オハイオ癌研究所 カルロクローチェ研究室における特別講演および第61回米国腫瘍外科学会における発表について
三森功士(九州大学生体防御医学研究所外科)
私は2008年3月13日オハイオ州コロンバス市オハイオ州立大学 オハイオ癌研究所カルロ・M・クローチェ先生を表敬訪問し特別講演の機会を賜りました。カルロ・クローチェ先生は私の1997年から2000年までの在米留学中の恩師であり当時から雲の上の存在でしたが、その素晴らしい人間性から身近に感じておりました。
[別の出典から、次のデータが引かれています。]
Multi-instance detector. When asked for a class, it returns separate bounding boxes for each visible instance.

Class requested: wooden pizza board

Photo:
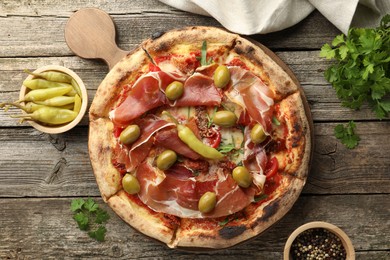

しかし、2008年3月現在インパクト・ファクターの元締めトムソンがクローチェ先生を「2006-2007年 “Hottest Researchers” 第6位」に選ぶ(http://www.thomsonscientific.jp/news/press/pr_200803/ranking.shtml)など、ごく近年は近寄りがたい存在になっておりました。それだけに、下記のごとき帰国後7年間の研究成果を報告させていただいたこと、およびある共同研究の確約を得たことは大いなる感激と自信を深め、深い感謝の念をいだいております。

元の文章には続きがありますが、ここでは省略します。